My psychology department chairman didn't think I should resign. In the end, I agreed with him and resumed teaching my classes. But I did little else except to sit in my backyard for seven hours every night. I wasn't searching for enlightenment or anything of the sort. I just didn't know what else to do; and sitting in the dark felt comforting.

After perhaps four months during which I unwound, I began to hear students talking - students who lived a few miles away, students from my graduate seminar on social psychology. I thought that was strange - hearing voices in the night!

I was giving five-hour lectures every Thursday evening (anyone was free to go at anytime), and many students hung around until well past midnight to discuss the ideas that I had covered in my lectures. And they popped into my office, and even drove to my home, during the week to expand upon their ideas. So it was that I had become quite close to them. I was relieved when the student ratings came back at the end of the semester, with my class again liked better, according to the ratings, than any other course taught in the psychology department, for I had worried that if I didn't stick to an evidence-based format that the students would rebel.

It might have been the next year when I taught the graduate seminar that I started experimenting to see how far I could push this mental telepathy thing. I recognized my new clairvoyance as being the result of an improved signal-to-noise ratio: Once I had stilled much of the noise in my head, then I had been able to hear the small signals that must always have been there.

My experiment consisted of my unrolling my next lecture in my head, visualizing the class. As I sat in my chair and mentally visualized giving the lecture (I never used notes in those days), I would listen for their questions.
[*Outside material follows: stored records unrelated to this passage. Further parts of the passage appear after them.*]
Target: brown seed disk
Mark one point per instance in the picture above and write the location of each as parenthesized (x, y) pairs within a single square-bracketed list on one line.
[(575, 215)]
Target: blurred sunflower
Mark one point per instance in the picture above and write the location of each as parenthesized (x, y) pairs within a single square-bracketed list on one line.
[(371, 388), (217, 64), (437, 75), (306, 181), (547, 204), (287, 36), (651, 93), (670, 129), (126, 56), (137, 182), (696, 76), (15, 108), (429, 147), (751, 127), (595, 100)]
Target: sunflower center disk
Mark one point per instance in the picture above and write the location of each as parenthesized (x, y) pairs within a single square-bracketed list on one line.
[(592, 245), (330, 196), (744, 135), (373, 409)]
After I digested their questions, I would ponder the question until I had a sharp, crisp answer ready to go just at the right moment.

When I actually gave the lecture, the students would indeed ask their questions, just as I had heard while sitting in my backyard. I instantly would pop out my response. The students thought I was brilliant; but I wasn't brilliant - I was just cheating by peeking at the questions beforehand.

I reflected upon this experiment. And I reflected upon my strange "mystical" experiences in Korea, which had renewed my interest in physics. And I reflected on how it all could be integrated through physics.

The final result of almost four years of reflection - from Jan., 1970 until Sept., 1973? Finally I was ready to move into my final resolution.